# How to replace friction wheel on old Ariens



## RMBC73 (Dec 5, 2016)

Hi. I have a 1970 vintage Ariens, model 910995, and I want to replace the original friction wheel. I've been disassembling and have removed the two nuts on the ends of the hex drive which goes all the way across on this older model. With the nuts off how is the hex drive removed as I can't get it to budge and I have released the pressure on the wheel. I don't see a roll pin or anything else and I've checked my parts diagram and don't see anything there.

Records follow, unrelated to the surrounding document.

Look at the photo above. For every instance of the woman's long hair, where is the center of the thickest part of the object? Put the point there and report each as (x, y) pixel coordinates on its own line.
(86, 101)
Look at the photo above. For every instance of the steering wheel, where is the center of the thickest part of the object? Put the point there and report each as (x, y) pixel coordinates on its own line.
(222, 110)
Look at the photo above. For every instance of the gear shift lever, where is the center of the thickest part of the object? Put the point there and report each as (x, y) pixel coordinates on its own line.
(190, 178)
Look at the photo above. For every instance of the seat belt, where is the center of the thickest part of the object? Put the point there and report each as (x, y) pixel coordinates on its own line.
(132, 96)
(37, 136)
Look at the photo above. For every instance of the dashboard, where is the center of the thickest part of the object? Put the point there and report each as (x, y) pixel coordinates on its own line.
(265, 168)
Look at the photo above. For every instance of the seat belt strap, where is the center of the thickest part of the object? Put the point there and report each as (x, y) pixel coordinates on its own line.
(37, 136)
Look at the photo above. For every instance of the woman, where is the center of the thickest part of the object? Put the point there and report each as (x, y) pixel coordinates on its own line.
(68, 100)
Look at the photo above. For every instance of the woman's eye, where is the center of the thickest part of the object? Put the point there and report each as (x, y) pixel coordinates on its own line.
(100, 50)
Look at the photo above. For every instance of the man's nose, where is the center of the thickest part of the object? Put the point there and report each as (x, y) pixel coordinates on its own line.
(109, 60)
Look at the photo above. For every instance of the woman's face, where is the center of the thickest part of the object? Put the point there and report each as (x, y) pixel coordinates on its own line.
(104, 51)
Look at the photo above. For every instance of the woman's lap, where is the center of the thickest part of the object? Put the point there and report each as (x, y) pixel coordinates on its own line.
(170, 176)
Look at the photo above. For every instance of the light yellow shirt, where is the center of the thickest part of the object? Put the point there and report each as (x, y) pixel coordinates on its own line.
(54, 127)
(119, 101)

Is it just "muscle" at this point?

Thanks!


----------



## bad69cat (Nov 30, 2015)

Here's a good video


----------



## jtclays (Sep 24, 2010)

A '70 won't have that short hex shaft in the video. They basically require removal of pretty much everything in the tractor box. You have to remove the axle also to accomplish anything inside. Admittedly, not a lot of video or step by step procedures online to make it easy. I caught this video and the guy appears to be anal enough he may be able to chat you through it if he's willing or has photos available of the process. Maybe log into youtube and ask in his comment section. He's a machinist so likely very precise.
Personally, the tractor separated from the auger would have been my first step. In my experience this is a "project" and not a simple maintenance event, best left for warm weather or heated garages:icon_smile_big:


----------



## RMBC73 (Dec 5, 2016)

Hi, guys. Thanks for the prior posts and I was able to get everything apart and replaced the friction wheel. Used it today for the first time in the 12+ inches here in Boston and this thing is ready for the Daytona 500! First gear is much faster than it was as is reverse. 2-4 seem OK but didn't need to use them much because of the speed in 1st. I'm assuming there's a way to adjust the shifter linkage to change the wheel's position and, therefore, speed but I'm not sure just how to do it. Any advice is much appreciated.

Thanks!


----------



## Jackmels (Feb 18, 2013)

To Adjust the linkage, Remove the linkage cotter pin at the gearshift, and get it free of the shifter. You can then Turn the linkage to lengthen or shorten depending on which way you need to go.


----------



## RMBC73 (Dec 5, 2016)

Thank you. As I tell my 2 sons, life is simple when you know what you're doing......and have the right tools!


----------



## JayzAuto1 (Jul 25, 2016)

PLUS, the Time, Knowledge. Experience and Drive to do it. Then its very simple


----------